25 yaşındayım, avukatım, kendi ofisimde çalışıyorum. Yaşadığın tüm umutsuzlukları birebir yaşıyorum. Hatta çevremdeki çoğu avukat arkadaşım ve ortaklarım da yaşıyor. İçinde bulunduğun umutsuzluk ve mutsuzluk durumu genel olarak bizim meslek grubunda ve gözlemlediğim diğer meslek gruplarında da yaşanır halde. Dolayısıyla sana özel bir kaygı olmadığını belirtmek isterim. Bunun genel sebebi de dünya değişirken bizim sürekli olarak yerimizde saymamız ve ülkenin içinde bulunduğu ve gitgide kötüye giden ekonomik durum tahminimce.
Ben içinde bulunduğum umutsuzluk ve mutsuzluk durumundan nasıl uzaklaşıyorum?
1-Mesleğimiz stresli ve sürekli olarak mutsuz insanlarla uğraşmak durumunda kaldığımız için çevremi meslektaştan arındırdım. Çünkü iş çıkışı oturup bir şeyler içmek istediğimde sürekli olarak yok şu dava nasıl oldu, yok hakim kararda hata yaptı, yok müvekkil ücreti ödemedi, yok şu dosyadan şu kadar kazandım gibi muhabbetlere maruz kalmak istemiyorum. Meslektaş olarak görüşmeye devam ettiğim arkadaşlarım da aynı muhabbetlerin dönmesinden şikayetçi olan ve farklı şeyler hakkında konuşmak isteyenler insanlar.
2-Yeni bir hobi edindim. En son lise yıllarında resim yapmıştım. O dönemde, hocalarım resim konusunda eşsiz bir yetenek olmasam da elimin yatkın olduğundan bahsederlerdi. Malum, üniversite sınavı, dersaneler derken hiçbir zaman okuldaki dersler dışında doğru düzgün resim yapmaya fırsatım olmamıştı. Gittim bir atölyeye yazıldım, yeni insanlar tanıdım, yağlı boya çalışıyorum ve haftanın 2 günü 3'er saat buna ayırmak meditasyon etkisi yarattı. Benim fikrime göre, insanın üretken olması birçok sorundan uzaklaşması için harika bir meditasyon yöntemi.
Resim, müzik gibi uğraşlar yerine yemek yapmak, bir şeyleri tamir etmek, puzzle bitirmek vs bunlara dahil edilebilir.

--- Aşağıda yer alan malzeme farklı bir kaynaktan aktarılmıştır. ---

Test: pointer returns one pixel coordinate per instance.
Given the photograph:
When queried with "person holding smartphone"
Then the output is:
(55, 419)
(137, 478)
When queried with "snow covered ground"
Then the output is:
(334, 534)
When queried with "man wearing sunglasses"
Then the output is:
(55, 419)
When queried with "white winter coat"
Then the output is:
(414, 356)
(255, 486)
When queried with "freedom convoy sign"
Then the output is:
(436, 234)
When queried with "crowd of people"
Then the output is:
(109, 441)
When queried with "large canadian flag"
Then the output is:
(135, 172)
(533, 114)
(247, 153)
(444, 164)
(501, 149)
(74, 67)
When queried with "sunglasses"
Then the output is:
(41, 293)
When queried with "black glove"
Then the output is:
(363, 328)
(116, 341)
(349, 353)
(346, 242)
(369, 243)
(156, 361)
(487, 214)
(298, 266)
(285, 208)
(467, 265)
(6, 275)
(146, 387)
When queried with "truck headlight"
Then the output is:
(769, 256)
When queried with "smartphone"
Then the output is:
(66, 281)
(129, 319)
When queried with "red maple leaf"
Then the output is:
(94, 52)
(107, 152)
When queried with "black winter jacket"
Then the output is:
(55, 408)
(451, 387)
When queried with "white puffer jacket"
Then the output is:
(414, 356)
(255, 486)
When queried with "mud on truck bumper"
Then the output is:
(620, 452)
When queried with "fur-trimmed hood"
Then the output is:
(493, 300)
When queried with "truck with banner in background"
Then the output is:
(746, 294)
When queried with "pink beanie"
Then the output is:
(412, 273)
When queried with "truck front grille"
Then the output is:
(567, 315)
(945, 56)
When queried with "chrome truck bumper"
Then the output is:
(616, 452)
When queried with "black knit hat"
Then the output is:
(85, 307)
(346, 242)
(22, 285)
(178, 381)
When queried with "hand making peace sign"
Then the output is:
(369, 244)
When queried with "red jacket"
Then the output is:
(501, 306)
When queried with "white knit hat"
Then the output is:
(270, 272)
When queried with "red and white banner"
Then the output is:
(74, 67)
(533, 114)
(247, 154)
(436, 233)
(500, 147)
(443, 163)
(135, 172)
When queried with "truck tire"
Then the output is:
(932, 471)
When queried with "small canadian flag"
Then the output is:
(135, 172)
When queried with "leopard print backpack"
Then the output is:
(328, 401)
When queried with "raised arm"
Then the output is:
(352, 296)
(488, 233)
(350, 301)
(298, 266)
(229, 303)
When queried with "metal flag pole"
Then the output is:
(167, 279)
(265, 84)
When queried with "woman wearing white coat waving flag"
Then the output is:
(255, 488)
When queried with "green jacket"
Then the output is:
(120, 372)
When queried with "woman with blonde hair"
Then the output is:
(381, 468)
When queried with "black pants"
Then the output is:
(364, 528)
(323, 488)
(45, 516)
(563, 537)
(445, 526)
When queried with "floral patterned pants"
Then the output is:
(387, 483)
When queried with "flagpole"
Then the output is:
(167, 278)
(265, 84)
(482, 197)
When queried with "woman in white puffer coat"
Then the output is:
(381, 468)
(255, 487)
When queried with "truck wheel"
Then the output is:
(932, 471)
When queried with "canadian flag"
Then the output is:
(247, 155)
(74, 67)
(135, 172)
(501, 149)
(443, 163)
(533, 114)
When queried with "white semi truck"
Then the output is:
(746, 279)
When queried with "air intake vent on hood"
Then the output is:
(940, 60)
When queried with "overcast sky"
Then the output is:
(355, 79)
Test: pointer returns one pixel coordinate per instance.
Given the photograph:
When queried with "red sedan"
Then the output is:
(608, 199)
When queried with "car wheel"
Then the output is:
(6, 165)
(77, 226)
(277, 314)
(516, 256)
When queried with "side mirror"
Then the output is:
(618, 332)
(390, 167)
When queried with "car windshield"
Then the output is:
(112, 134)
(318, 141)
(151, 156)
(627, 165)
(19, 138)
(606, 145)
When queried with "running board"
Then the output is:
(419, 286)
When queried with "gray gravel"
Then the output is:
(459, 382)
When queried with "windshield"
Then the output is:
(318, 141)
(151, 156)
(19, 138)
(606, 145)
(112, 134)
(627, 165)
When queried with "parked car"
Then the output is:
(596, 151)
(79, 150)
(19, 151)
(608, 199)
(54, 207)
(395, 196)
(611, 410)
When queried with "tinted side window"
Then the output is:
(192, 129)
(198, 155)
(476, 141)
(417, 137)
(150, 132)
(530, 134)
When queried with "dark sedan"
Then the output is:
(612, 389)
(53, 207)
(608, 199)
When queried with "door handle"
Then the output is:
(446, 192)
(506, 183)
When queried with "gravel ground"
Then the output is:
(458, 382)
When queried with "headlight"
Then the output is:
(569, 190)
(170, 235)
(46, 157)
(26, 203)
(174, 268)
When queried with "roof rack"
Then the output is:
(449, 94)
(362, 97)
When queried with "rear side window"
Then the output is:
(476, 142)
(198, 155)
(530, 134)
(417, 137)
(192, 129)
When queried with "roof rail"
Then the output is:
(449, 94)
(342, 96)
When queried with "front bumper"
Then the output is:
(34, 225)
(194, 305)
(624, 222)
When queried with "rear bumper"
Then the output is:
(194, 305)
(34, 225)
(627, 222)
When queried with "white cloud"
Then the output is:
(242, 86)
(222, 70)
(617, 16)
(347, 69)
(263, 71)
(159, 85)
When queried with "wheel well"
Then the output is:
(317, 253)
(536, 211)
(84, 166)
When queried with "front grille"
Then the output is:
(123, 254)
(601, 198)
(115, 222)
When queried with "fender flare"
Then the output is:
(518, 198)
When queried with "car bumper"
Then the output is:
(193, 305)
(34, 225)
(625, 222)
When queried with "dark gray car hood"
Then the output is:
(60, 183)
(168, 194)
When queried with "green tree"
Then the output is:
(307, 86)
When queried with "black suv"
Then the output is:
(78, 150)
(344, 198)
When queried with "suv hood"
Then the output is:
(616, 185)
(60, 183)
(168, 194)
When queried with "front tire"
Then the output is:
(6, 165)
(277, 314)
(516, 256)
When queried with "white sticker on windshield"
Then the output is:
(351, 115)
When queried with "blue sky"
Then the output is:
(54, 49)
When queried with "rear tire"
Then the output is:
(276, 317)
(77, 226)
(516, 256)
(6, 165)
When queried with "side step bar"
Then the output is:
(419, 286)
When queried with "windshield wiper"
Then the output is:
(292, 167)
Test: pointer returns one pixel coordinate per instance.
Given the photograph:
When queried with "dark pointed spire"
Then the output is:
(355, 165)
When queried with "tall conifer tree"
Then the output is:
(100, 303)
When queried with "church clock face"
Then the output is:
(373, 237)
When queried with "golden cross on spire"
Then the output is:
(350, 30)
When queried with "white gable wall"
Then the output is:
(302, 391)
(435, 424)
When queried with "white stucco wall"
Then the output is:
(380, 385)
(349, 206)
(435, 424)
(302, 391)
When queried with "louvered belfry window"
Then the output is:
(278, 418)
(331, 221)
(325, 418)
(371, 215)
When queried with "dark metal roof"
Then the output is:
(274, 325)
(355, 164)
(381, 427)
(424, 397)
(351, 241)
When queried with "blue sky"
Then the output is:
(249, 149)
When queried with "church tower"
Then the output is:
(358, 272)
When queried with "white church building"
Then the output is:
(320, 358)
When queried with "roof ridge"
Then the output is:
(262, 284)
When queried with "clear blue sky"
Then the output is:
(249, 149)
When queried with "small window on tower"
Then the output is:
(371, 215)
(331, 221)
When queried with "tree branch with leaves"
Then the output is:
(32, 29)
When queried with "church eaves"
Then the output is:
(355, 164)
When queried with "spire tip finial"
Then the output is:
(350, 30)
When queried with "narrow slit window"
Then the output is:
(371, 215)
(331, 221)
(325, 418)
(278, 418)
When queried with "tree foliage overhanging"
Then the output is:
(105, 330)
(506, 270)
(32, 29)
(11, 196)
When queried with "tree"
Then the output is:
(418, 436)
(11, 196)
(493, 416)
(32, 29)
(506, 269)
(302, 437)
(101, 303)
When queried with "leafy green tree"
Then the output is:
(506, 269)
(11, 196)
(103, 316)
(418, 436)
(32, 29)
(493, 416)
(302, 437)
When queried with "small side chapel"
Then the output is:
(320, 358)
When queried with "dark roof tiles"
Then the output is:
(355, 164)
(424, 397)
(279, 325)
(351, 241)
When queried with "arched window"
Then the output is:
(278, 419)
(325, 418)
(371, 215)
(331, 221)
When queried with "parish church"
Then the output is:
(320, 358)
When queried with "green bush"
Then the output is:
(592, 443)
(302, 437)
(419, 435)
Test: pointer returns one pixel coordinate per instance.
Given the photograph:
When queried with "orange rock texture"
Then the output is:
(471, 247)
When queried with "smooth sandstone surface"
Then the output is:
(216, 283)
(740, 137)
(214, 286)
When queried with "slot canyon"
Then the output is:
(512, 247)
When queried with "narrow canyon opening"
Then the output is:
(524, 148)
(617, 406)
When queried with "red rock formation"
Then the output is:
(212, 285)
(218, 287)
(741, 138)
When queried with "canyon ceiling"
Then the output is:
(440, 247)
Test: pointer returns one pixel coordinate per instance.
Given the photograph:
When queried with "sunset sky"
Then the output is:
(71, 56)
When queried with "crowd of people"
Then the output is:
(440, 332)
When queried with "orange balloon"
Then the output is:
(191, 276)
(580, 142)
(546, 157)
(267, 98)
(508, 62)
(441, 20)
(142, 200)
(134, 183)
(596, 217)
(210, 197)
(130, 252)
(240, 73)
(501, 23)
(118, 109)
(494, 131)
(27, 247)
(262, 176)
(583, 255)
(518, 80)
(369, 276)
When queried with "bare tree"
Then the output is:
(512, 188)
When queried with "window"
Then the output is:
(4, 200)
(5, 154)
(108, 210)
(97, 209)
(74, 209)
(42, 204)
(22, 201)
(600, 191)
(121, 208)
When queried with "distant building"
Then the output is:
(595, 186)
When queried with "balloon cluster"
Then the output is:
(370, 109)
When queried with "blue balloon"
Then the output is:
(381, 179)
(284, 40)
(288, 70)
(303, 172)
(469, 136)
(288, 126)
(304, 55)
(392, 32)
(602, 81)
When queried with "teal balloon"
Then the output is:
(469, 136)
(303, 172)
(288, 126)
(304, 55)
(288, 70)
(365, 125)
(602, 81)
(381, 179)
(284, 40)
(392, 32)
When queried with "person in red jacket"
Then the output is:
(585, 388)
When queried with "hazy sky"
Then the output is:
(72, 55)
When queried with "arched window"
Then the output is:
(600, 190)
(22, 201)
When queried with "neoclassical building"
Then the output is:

3- Eskiden, üniversite ve staj döneminde çok fazla şey okuduğum için kitap okumaktan kaçıyordum. İş gereği hala çok fazla şey okuyor ve yazıyorum fakat artık kitap okumayı bu sebeple ekstra görmemeye başladım. Düzenli olarak kitap okuyor, düzenli okuyan arkadaşlarımla fikir alışverişinde bulunuyor, okuduğum yazarlar hakkında araştırma yapıyor, kütüphanemi zenginleştirmeye çalışıyorum.
4-Her ay olmasa da en azından 2 ayda bir, farklı bir şehre gitmeye çalışıyorum. İş için gittiğim yerlerde bile gezmek için kendime vakit ayırıyor sonra geri dönüyorum. Sanki günlerce kalmışım gibi bana çok iyi geliyor.
Tüm bunlara rağmen, hayat hala mükemmel değil. Ama hangimizin mükemmel ki? En mükemmel hayatı yaşadığını iddia eden biri bile, biraz düşündükten sonra kendi hayatı hakkında mutlaka bir pürüz bulacaktır. Mümkün olduğunca kendini yenilemeye ve geliştirmeye odaklan. Gelecek kaygısı hepimizde var. Para yaşamak için iyi bir araç, ama asıl amaç kendimiz olmalıyız bence. Sen kimsin, kim oldun? Fazla Polyanna bir tavır sergilemek istemiyorum fakat durum bu. Umarım en yakın zamanda üstesinden gelirsin. Sevgiler.